Stiles thinks that's what makes it so painful. That this is bad enough that Derek is offering to help.

"You don't do that though, you just deal with things. You're not really about the compromising and the messy afterwards parts. You kind of suck at it actually. I always have a better plan. And then you don't listen to me and you hare off with your sucky plan, and I always have to pull you out of a jam with my much better plan."

"Stiles."

"What, it's true, at least give me credit for having all the awesome plans while I was alive." When Stiles cuts his eyes sideways he finds Derek glaring at him. It's familiar and strangely comforting. He can't help the way the corner of his mouth hikes up, because it's true. Derek has the worst plans. The worst. Stiles has vetoed a bunch of them just on principle - though he's part of Scott's pack, so he doesn't technically have to do what Derek tells him.

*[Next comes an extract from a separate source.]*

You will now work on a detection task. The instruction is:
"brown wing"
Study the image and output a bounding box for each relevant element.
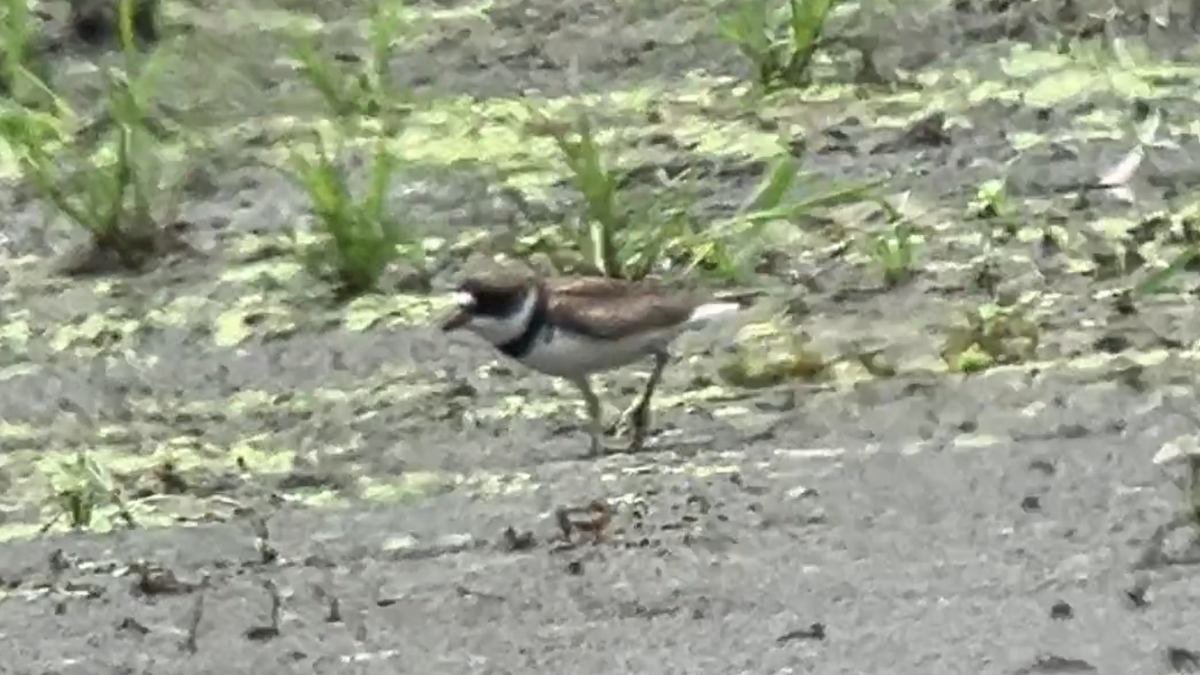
[548,277,697,339]
[544,276,649,298]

He doesn't know whether he's still part of Scott's pack, whether Scott still wants him.

"This isn't your fault," Stiles says, because he's been meaning to say that. He meant to say that sooner. "You know that, right? I don't blame you."

Derek looks away, but Stiles can still tell he's glaring at the wall.

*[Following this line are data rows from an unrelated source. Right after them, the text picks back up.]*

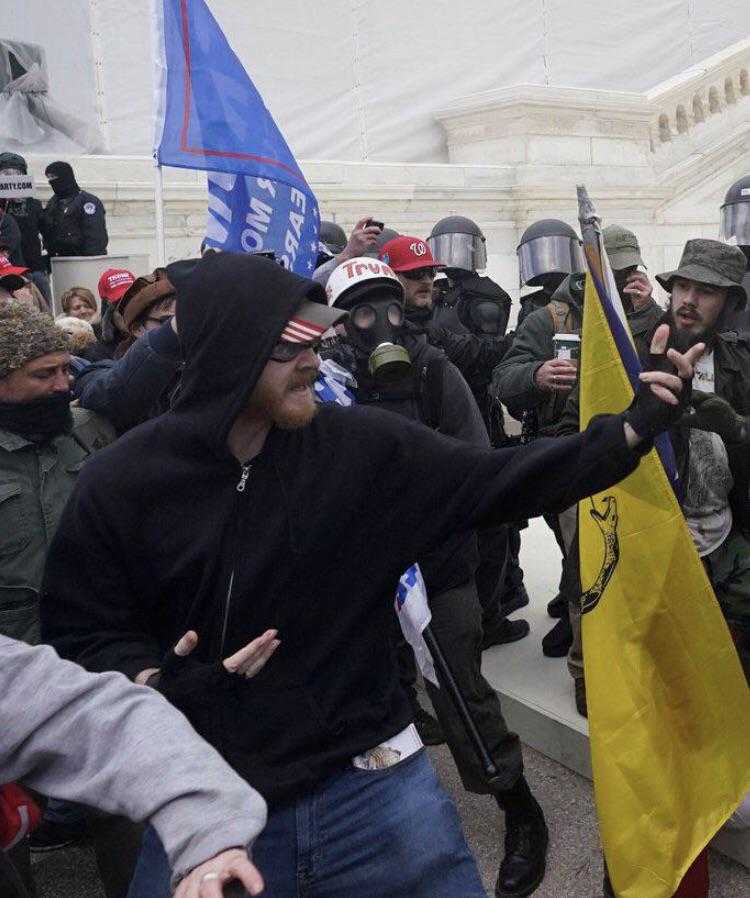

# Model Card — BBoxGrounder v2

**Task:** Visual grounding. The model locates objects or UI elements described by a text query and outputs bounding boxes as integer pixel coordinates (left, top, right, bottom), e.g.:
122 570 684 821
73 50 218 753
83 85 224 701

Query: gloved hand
625 324 705 440
684 390 747 445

"What I did - I did what I always do, and it's not on you that I'm - that I'm dead. Because technically I am, technically, mostly. I don't even know how it works. But, I totally understand if people don't trust me, and if you don't want me around the pack." He understands it - he's pretty sure it will kill him all over again, but he understands it.

"They're not just the pack, they're your friends. They're your friends, and some of them - some of them were gutted when you died." Derek takes a breath and exhales it, hard. "I don't want to have to bury you again." Derek won't look at him any more, and Stiles lets him have his silence for a minute, because he thinks that's a lot for Derek to admit.

"You might want to keep Peter away from me for a while though," Stiles says eventually. "Because I think I actually do genuinely want to hurt him, and I'm not sure what will happen if he pisses me off."

Derek pretends to think it over.

"I'll try not to be too broken up about it."